Homelessness Reduction Act 2017


The Homelessness Reduction Act (HRA) 2017 came in to effect last week on 3rd April 2018 with the force of a galactic scaled Easter egg filled with the Government’s hopes of solving the housing crisis. Bob Blackman MP for Harrow East, who introduced the bill, envisaged it would be “a comprehensive change to the law which will shift the emphasis firmly towards preventing homelessness from ever occurring in the first place” (https://bit.ly/2qfjtRt), no big deal then.

With the new Act comes a vacant landscape devoid of any case law concerning the new duties for housing law practitioners to advise their clients from but also the exciting prospect of a blank slate.

The headline grabbing changes are an increase in the period of time local authorities must treat applicants as threatened with homelessness and a complimentary plethora of potential new duties that local authorities could owe applicants.

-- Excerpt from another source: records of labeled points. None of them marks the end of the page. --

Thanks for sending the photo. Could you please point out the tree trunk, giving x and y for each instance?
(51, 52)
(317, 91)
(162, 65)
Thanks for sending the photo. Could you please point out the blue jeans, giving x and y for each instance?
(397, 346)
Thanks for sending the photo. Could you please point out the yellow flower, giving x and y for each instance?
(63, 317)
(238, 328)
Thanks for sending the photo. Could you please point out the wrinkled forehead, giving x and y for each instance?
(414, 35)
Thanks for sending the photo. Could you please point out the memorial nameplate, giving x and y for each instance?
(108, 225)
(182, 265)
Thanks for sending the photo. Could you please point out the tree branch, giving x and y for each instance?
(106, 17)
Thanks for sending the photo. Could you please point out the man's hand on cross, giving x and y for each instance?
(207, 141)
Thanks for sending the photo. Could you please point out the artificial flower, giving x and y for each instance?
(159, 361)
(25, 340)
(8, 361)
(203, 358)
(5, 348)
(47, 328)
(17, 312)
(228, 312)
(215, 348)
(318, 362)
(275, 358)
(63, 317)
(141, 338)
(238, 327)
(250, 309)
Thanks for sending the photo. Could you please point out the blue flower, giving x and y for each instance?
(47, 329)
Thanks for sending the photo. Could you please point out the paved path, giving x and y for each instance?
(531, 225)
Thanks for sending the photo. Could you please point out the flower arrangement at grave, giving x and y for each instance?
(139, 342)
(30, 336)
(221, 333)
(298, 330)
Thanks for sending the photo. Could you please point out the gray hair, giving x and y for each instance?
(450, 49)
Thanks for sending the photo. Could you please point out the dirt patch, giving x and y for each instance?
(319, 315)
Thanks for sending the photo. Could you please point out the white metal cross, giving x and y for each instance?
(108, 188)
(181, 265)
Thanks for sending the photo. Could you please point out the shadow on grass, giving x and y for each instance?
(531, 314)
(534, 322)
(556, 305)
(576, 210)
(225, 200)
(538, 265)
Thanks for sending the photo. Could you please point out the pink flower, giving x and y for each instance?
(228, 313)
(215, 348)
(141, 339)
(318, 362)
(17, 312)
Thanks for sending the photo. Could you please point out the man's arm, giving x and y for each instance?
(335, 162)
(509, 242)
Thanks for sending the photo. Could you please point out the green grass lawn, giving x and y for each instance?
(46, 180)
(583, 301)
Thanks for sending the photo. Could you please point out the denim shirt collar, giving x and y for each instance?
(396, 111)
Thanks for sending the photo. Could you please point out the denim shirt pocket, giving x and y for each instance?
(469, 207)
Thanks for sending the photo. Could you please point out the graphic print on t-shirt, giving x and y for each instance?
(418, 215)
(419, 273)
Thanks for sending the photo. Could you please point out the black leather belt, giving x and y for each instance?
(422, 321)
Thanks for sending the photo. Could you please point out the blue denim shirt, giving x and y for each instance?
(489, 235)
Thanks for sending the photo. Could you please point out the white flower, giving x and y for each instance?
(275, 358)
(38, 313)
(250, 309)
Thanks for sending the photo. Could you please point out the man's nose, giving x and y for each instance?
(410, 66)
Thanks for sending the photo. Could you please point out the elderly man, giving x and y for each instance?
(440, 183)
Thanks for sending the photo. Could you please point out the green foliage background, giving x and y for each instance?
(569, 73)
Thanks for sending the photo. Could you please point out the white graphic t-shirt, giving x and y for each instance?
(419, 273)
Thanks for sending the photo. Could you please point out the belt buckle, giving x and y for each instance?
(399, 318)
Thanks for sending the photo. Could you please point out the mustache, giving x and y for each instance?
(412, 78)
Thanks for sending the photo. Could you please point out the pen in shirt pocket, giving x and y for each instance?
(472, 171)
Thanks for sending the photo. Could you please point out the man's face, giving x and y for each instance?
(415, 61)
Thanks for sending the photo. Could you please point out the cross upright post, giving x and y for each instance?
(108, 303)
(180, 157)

Threatened with Homelessness: Expanded Definition

Applicants will now be considered threatened with homelessness up to 56 days before they are actually made homeless as opposed to 28 days under the old law. This time period can even be longer in some cases, where a s.21 Notice has been served. This is intended to get Councils involved and to help potentially homeless applicant(s) much sooner than in the past rather than being told to return for help after a Possession Order has been issued. This is positive news and should go some way to avoiding people becoming homeless and on the street.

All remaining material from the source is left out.